Ci facevamo da parte e seguivamo con gli occhi il suo ingresso nel cortile, anche perché alla porta c’era da pagare il biglietto… ma con quali soldi? Tutti zitti: cominciava il primo tempo e noi più piccoli pendevamo dalle labbra degli improvvisati cronisti che, più grandicelli, fra i quali mio fratello, s’arrampicavano sul muro di cinta e ci descrivevano l’andamento della partita. Secondo tempo: apertura dei cancelli ed ingresso gratis e allora via tutti a bordo campo. E Ginon? Era lì, possente come una torre che sovrastava tutti…ma sì, anche quelli più alti di lui. Ed eccoli i suoi passaggi, le stoppate i canestri funambolici che ci mandavano in visibilio.
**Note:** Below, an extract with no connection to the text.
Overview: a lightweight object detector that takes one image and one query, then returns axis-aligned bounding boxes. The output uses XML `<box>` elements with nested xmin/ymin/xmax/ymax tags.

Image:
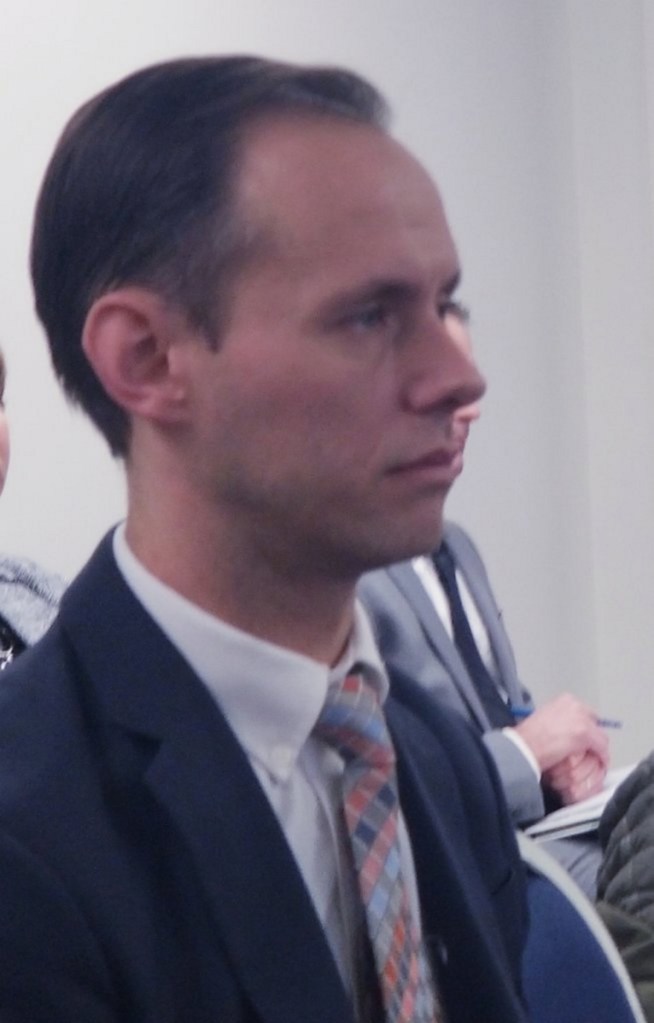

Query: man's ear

Sì, certo, erano bravi anche gli altri…ma lui…
Battaglie epiche contro squadre come Shell-La Spezia, Torino e quegli spilungoni dei Leghorn Lions, una compagine di militari americani di Camp Derby che facevano vedere i sorci verdi tanto ci sapevano fare. Beh, non c’era verso, con Ginon il loro destino era segnato: a casa con le pive nel sacco.
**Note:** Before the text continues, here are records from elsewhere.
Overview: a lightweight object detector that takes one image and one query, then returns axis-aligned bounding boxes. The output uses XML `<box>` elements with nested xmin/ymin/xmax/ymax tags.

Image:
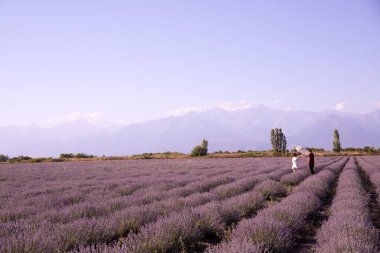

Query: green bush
<box><xmin>191</xmin><ymin>139</ymin><xmax>208</xmax><ymax>157</ymax></box>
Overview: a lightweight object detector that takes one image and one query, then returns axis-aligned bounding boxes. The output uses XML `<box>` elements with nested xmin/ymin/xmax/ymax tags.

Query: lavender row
<box><xmin>0</xmin><ymin>158</ymin><xmax>286</xmax><ymax>221</ymax></box>
<box><xmin>0</xmin><ymin>169</ymin><xmax>284</xmax><ymax>251</ymax></box>
<box><xmin>358</xmin><ymin>157</ymin><xmax>380</xmax><ymax>206</ymax></box>
<box><xmin>0</xmin><ymin>159</ymin><xmax>338</xmax><ymax>252</ymax></box>
<box><xmin>102</xmin><ymin>158</ymin><xmax>342</xmax><ymax>252</ymax></box>
<box><xmin>208</xmin><ymin>157</ymin><xmax>345</xmax><ymax>253</ymax></box>
<box><xmin>315</xmin><ymin>160</ymin><xmax>379</xmax><ymax>253</ymax></box>
<box><xmin>73</xmin><ymin>180</ymin><xmax>286</xmax><ymax>253</ymax></box>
Poi smise di giocare ed il suo ricordo pian piano si affievolì. Noi continuavamo a crescere ed a muovere i primi passi fuori dal nostro quartiere. Arrivò così anche la prima estate in cui si iniziò ad andare al mare senza la tutela dei genitori. L’età forse era poca, ma eravamo ragazzi svegli ed in grado di cavarcela, quasi sempre. Erano le ultime corse con il tram che di lì a poco, nel 1955, sarebbe stato sostituito da moderni filobus. I primi tuffi dagli scogli del molo di ponente, dove, poi, installarono quel baldacchino inutile dell’idrovora, i primi sacchetti di muscoli e le prime imprudenze.
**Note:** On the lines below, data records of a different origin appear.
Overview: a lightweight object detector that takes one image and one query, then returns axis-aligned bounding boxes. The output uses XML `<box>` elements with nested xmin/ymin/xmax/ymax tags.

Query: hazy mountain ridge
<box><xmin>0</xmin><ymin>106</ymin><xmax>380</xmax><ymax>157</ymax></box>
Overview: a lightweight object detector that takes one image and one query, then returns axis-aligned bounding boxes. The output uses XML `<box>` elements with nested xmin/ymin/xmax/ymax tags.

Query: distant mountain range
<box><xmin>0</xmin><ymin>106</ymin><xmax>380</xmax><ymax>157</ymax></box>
Un giorno, davanti al bagno “Le Palme”, tuffo generale di tutta la compagnia, in un mare neanche tanto mosso, per fare qualche capriola in mezzo ai cavalloni. Quattro bracciate ed in men che non si dica mi ritrovai in una buca con una discreta corrente di risacca che mi spingeva al largo. Mio fratello, miglior nuotatore, fiutato il pericolo, mi si era avvicinato e mentre mi incoraggiava a resistere, cercava, con scarsi risultati, di spingermi fuori dalla corrente. La situazione si stava facendo difficile, anche perché di gridare aiuto non se ne parlava proprio: immaginate che vergogna! Però le forze cominciavano a venir meno ad entrambi. Ed ecco il miracolo: la mano che ti prende, ti solleva, ti trasporta per qualche metro fin dove tocchi in perfetta sicurezza e Ginon che ti dice: “Era un po’ che ti tenevo d’occhio, sembravi un gatto di piombo; ora va a farti un bel bagno con i tuoi amici e cerca di stare più attento.” E mentre si allontana lasciandomi a bocca aperta dallo stupore si volta ancora un attimo e “ Ci vai ancora a vedere gli Amatori?”.